Constant-Rate Drug Release from Novel Anionic Gel Beads with Transient Composite Structure

Abstract

A new anionic composite bead system with a transient membrane–matrix structure, capable of prolonged constant-rate drug release, has been developed from suspension-polymerized poly(methyl methacrylate-co-methacrylic acid) (PMMA/MAA). These composite beads have a thin PMMA/MAA surface layer and a core consisting of the sodium salt form of the polymer (PMMA/MANa). The high loading (>20%) of a model drug (oxprenolol HCl) that is achievable in this system from a loading solution concentration as low as 0.5% suggests the formation of a drug–polymer complex in the form of an ionic salt in the core. The release of oxprenolol from such composite beads shows an initial burst effect followed by an extended constant-rate region before leveling off.
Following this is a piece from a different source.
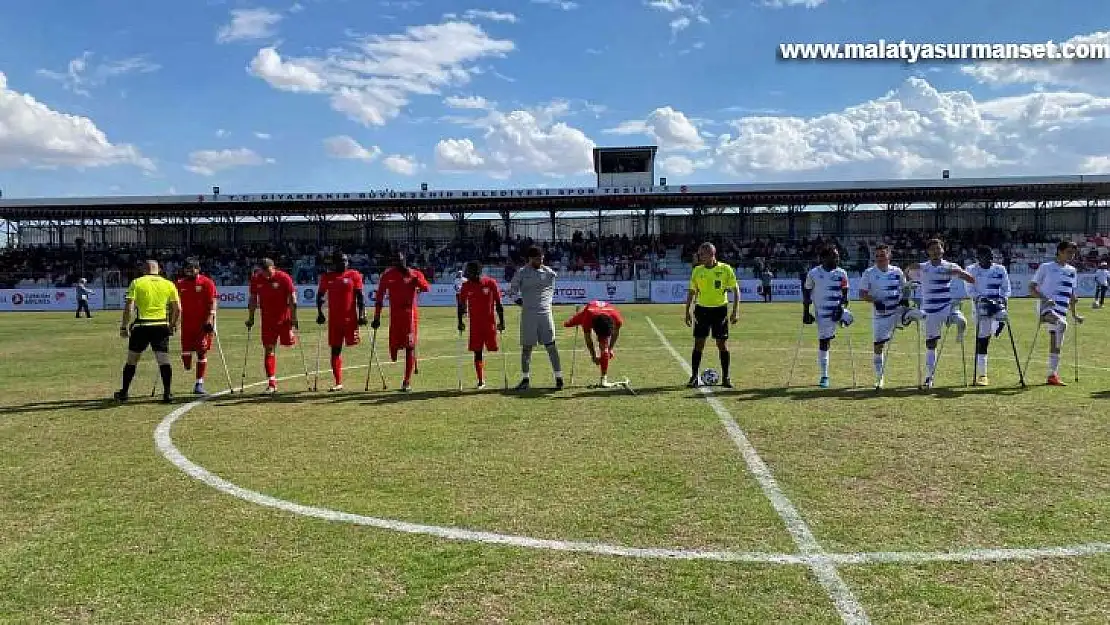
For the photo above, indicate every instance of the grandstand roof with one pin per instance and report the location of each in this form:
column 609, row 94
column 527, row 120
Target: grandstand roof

Apparently, the surface PMMA/MAA layer functions as a transient rate-controlling membrane before it is completely ionized. Because the ionization process is slow, the rate-controlling characteristics of the surface layer and the resulting constant rate of drug release are both sustained for an extended period. The unique feature of the present system is not only its high drug loading capability, but also the transient nature of the rate-controlling surface layer, which is completely ionized towards the latter part of the drug release, thus avoiding prolonged tailing of drug release that is normally associated with permanent membrane–matrix systems.